Watch a special from PBS Newshour about Paul Quinn College

Students work between 10 and 20 hours per week and between 300 and 400 hours per academic year in order to earn the full tuition grant of $5,000 and cash payment between $1,000 and $1,500, according to the school’s site.

“It’s a complete change in the way that the institution has done business for the 140-plus years that it has been in existence,” Sorrell told KERA.

In 2014, Sorrell began efforts to find jobs for all freshmen on campus and the following year, all freshmen and sophomores had them. Now, all full-time, residential students regardless of their financial need are required to participate in the work program.

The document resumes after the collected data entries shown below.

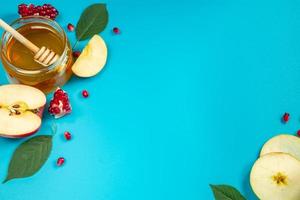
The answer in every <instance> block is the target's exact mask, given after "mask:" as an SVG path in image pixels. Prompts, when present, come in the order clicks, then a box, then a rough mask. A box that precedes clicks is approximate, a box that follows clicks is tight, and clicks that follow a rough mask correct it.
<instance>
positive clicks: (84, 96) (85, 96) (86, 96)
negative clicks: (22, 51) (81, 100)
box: [82, 90, 89, 98]
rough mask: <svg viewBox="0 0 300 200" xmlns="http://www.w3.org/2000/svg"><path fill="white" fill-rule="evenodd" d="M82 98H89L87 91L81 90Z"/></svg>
mask: <svg viewBox="0 0 300 200" xmlns="http://www.w3.org/2000/svg"><path fill="white" fill-rule="evenodd" d="M82 96H83V97H84V98H87V97H89V93H88V91H87V90H83V91H82Z"/></svg>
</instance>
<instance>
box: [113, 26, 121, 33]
mask: <svg viewBox="0 0 300 200" xmlns="http://www.w3.org/2000/svg"><path fill="white" fill-rule="evenodd" d="M113 33H114V34H120V33H121V31H120V29H119V28H118V27H114V28H113Z"/></svg>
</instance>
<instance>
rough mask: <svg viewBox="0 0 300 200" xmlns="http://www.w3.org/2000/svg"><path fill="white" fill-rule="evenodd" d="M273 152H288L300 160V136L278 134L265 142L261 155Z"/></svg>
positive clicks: (286, 152)
mask: <svg viewBox="0 0 300 200" xmlns="http://www.w3.org/2000/svg"><path fill="white" fill-rule="evenodd" d="M272 152H283V153H288V154H290V155H292V156H294V157H295V158H296V159H298V160H300V138H298V137H296V136H293V135H287V134H281V135H277V136H275V137H273V138H271V139H270V140H268V141H267V142H266V143H265V144H264V146H263V147H262V149H261V152H260V156H264V155H266V154H268V153H272ZM299 198H300V197H299Z"/></svg>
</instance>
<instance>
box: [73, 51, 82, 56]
mask: <svg viewBox="0 0 300 200" xmlns="http://www.w3.org/2000/svg"><path fill="white" fill-rule="evenodd" d="M80 54H81V52H80V51H74V52H73V57H74V58H78V57H79V56H80Z"/></svg>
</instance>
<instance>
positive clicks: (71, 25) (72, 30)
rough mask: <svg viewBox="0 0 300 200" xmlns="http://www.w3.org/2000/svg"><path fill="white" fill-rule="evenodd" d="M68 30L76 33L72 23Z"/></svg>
mask: <svg viewBox="0 0 300 200" xmlns="http://www.w3.org/2000/svg"><path fill="white" fill-rule="evenodd" d="M68 30H69V31H74V25H73V24H71V23H69V24H68Z"/></svg>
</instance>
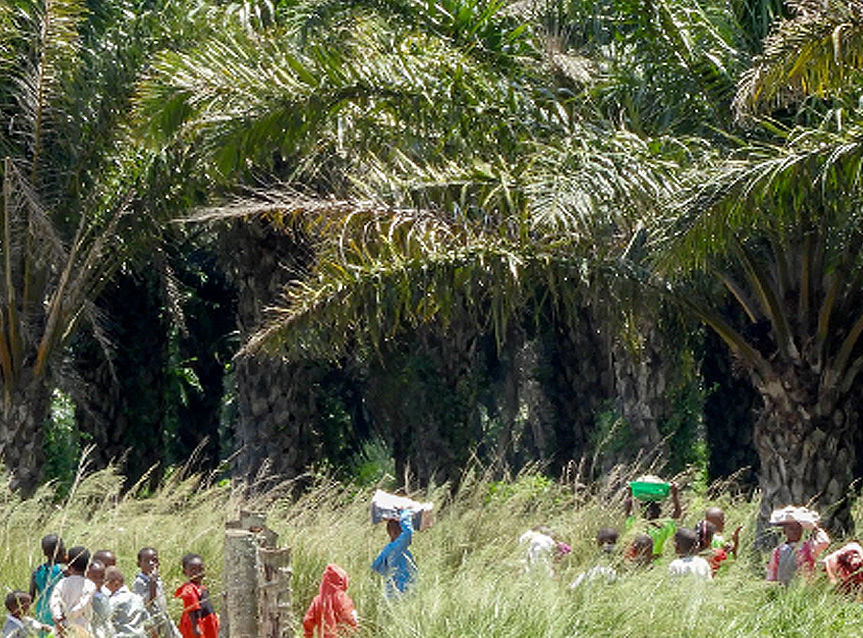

Paul Quinn joins a handful of other federally recognized work colleges — all in rural areas — in the country. Schools in the consortium include Alice Lloyd College and Berea College in Kentucky, Blackburn College in Illinois, College of the Ozarks in Missouri, Ecclesia College in Arkansas, Sterling College in Vermont, and Warren Wilson College in North Carolina. Bethany Global University is also recognized as a work college, but it has yet to join Work College Consortium. 

The southern Dallas school is a small, private, four-year institution founded on April 4, 1872 by a group of African Methodist Episcopal Church preachers in Austin. The school’s original purpose was to educate freed slaves and their children. It now serves students of all races and socioeconomic classes.